Zmienić system wspierania mediów polskich na Ukrainie

Interesującą informacją podzielił się z zebranymi reprezentujący Ministerstwo Kultury i Dziedzictwa Narodowego dyrektor Departamentu Dziedzictwa Kulturowego Jacek Miler. Opowiedział o możliwym i praktykowanym przez ministerstwo wieloletnim finansowaniu rożnych projektów. Chociaż środki określane są w ramach roku budżetowego, istnieje możliwość ich zaplanowania na kilka lat do przodu. Byłby to dobry przykład dla MSZ i sposób na finansowanie działalności mediów.

Prezes FPPnW Olga Iwaniak (Fot. Maria Basza)Jak podkreślali wszyscy uczestnicy konferencji – nie jest możliwe funkcjonowanie mediów ograniczone każdorazowo do końca roku budżetowego, bez jasnej perspektywy na lata przyszłe. Ze strony MSZ konieczne jest wdrożenie stabilnego, długofalowego finansowania projektów medialnych. Powinien polegać na wyłonieniu organizacji pozarządowych, przygotowanych do wieloletniej współpracy, za pośrednictwem których odbywać się będzie określanie zadań, finansowanie, rozliczanie i szkolenie pracowników mediów polskich na Wschodzie. Niejednokrotnie podkreślano również to, że należy korzystać zarówno z doświadczeń Senatu RP w tym zakresie, jak i z doświadczenia tych podmiotów, które zajmowały się działalnością mediów polskich na Wschodzie przez długie lata, jak Fundacja Pomoc Polakom na Wschodzie, Stowarzyszenie Wspólnota Polska i inne organizacje wspierające Polaków na Ukrainie.
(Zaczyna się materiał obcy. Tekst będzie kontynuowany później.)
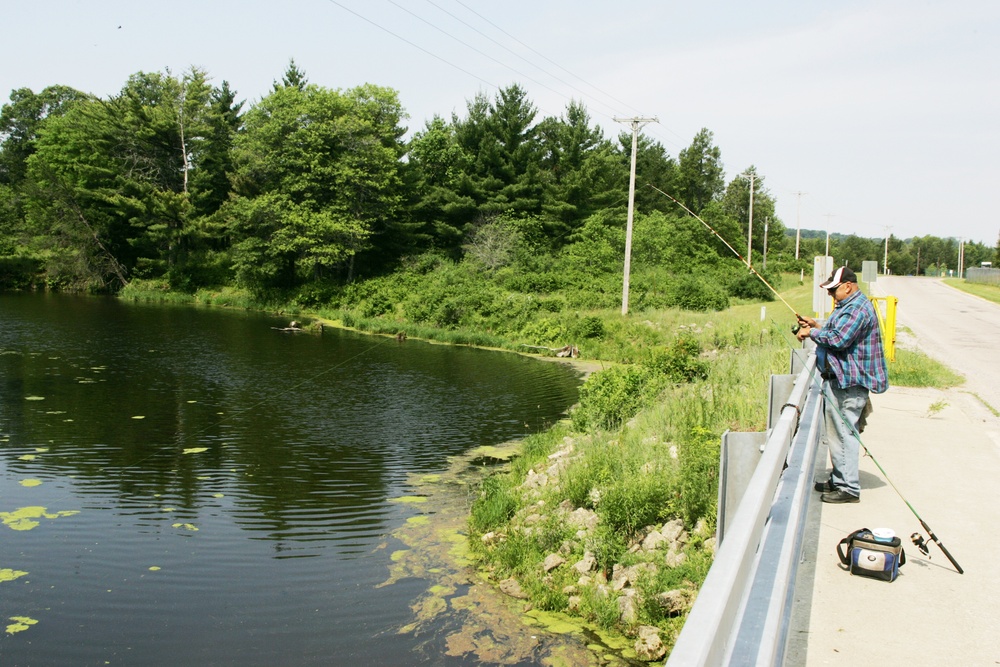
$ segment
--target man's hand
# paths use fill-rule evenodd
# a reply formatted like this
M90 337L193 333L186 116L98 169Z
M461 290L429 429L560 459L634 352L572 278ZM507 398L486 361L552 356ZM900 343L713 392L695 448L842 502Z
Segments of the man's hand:
M805 317L803 315L799 315L798 313L795 313L795 319L797 319L799 321L799 326L800 327L809 327L810 329L818 329L819 328L819 323L816 322L816 320L814 320L811 317Z
M795 334L795 337L798 338L800 341L803 341L806 338L809 338L810 331L812 331L812 327L810 327L808 324L802 324L801 327L799 328L799 332Z

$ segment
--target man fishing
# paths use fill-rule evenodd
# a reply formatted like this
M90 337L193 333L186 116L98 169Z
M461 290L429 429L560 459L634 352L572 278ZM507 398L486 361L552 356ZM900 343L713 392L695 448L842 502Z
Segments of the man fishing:
M836 302L820 328L811 317L796 313L796 337L816 343L816 366L823 376L823 437L830 450L830 479L816 485L825 503L861 500L858 474L860 423L869 392L889 388L875 307L858 287L854 271L842 266L820 285Z

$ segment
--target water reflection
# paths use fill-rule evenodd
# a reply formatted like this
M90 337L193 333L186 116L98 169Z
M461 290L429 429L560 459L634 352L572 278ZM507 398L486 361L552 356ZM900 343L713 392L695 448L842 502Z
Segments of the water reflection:
M144 664L368 655L407 613L372 592L407 473L537 430L576 397L556 364L289 335L253 314L3 295L0 322L0 511L81 510L3 527L0 568L31 577L2 584L0 613L45 616L0 644L5 664L126 644ZM187 648L160 653L176 633Z

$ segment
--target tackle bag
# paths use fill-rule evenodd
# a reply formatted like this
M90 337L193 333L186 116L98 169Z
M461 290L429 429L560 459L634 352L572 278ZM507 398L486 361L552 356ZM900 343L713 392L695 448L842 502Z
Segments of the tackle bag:
M882 581L894 581L899 575L899 566L906 563L906 553L899 537L879 540L867 528L856 530L842 539L837 545L837 555L851 574Z

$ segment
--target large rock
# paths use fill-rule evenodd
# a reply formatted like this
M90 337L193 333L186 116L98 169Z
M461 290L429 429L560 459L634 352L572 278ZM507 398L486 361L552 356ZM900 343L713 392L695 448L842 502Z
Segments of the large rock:
M640 625L639 638L635 640L635 654L640 660L662 660L667 648L660 639L660 629L653 625Z
M611 588L620 591L629 586L639 583L639 577L643 573L656 573L656 566L652 563L638 563L629 567L615 565L611 570Z
M536 473L534 470L528 470L528 476L524 479L524 483L521 484L526 489L539 489L546 486L549 483L549 477L545 473Z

Zgłoszone podczas konferencji postulaty zostały jednogłośnie przyjęte przez wszystkich uczestników konferencji.

 

Kilka pytań do uczestników konferencji.

Olga Iwaniak, prezes fundacji Pomoc Polakom na Wschodzie.


Pani Prezes, czy nie uważa pani, że lepiej było by rozdzielić kompetencje przyznawania środków? Na przykład – Fundacja ma środki na media, a konsulaty na imprezy kulturalne.
Jak szczegółowo porozdzielać zadania i kompetencje to jest dłuższa rozmowa. Jednak uważam że kompetencje powinny być rozdzielone i nie powinny się nakładać. Ale takie rozmowy nie są na razie przygotowane, ani takie próby nie były podejmowane.

 

Senator Łukasz Abgarowicz (Fot. Maria Basza)

Łukasz Abgarowicz, senator RP, wiceprzewodniczący Komisji Spraw Emigracji i Łączności z Polakami za Granicą.
Panie senatorze, co dalej? Czy są jakieś możliwości zobowiązanie MSZ do uwzględnienie wypracowanych postulatów?
Chcemy doprowadzić do tego, żeby dokument końcowy, czyli nasze wnioski, został przedłożony na komisjach sejmowej i senackiej. Obie komisje podejmą stosowne uchwały i będziemy prowadzili natychmiastowy dialog z MSZ-tem na temat programu ratunkowego. Chodzi tu przede wszystkim o ten 1 mln zł, który jest o tyle ważny, bo niektóre media nie dotrwają do następnego roku i nie doczekają się zmian w systemie przeznaczanie funduszy. Jest to kwestia najpilniejsza. Kolejnym naszym krokiem będzie stworzenie takiego ciała, które pomoże MSZ-towi opracowania projektu finansowania mediów na Wschodzie. Moim zdaniem na drodze konkursu powinny zostać wydzielone organizacje specjalizujące się, które podczas wieloletniej współpracy będą adresatami napływających wniosków. Powinny działać w programie wieloletnim, w którym powinny być określone zadania i potrzeby mediów. W taki sposób powinny zacząć działać media w kwestii samej misji zarówno wśród Polaków, jak i promocji Polski poza jej granicami. Polska może być pewnym przykładem dla Ukrainy w uruchamianiu społeczeństwa obywatelskiego, w dialogu społecznym i przyciąganiu Ukrainy do Europy.

 

Czy uważa pan za celowe podzielenie kompetencji w finansowaniu podmiotów na Ukrainie: ktoś finansuje media, inny imprezy kulturalne, ktoś trzeci – szkolnictwo?
Uważam, ze finansowanie powinno iść przez fundacje i organizacje, mające rozeznanie w obsługiwanych kwestiach. Takich podmiotów powinno być kilka, żeby była konkurencja. Co do konsulatów, to uważam, że powinny działać w trybie „awaryjnym”, dając drobną pomoc i wsparcie. Konsulat może wspomóc organizowanie imprezy kulturalnej, pomóc w sprowadzeniu artysty czy zespołu z Polski, może wynająć na to salę. Może wspomagać niskonakładowe gazetki środowiskowe. Ale nie powinien finansować mediów, działających na szerokim rynku. Może to być uważane za ingerencję państwa Polskiego, a to jest niedobre. Powinny zajmować się tym wyłącznie wyspecjalizowane instytucje pozarządowe.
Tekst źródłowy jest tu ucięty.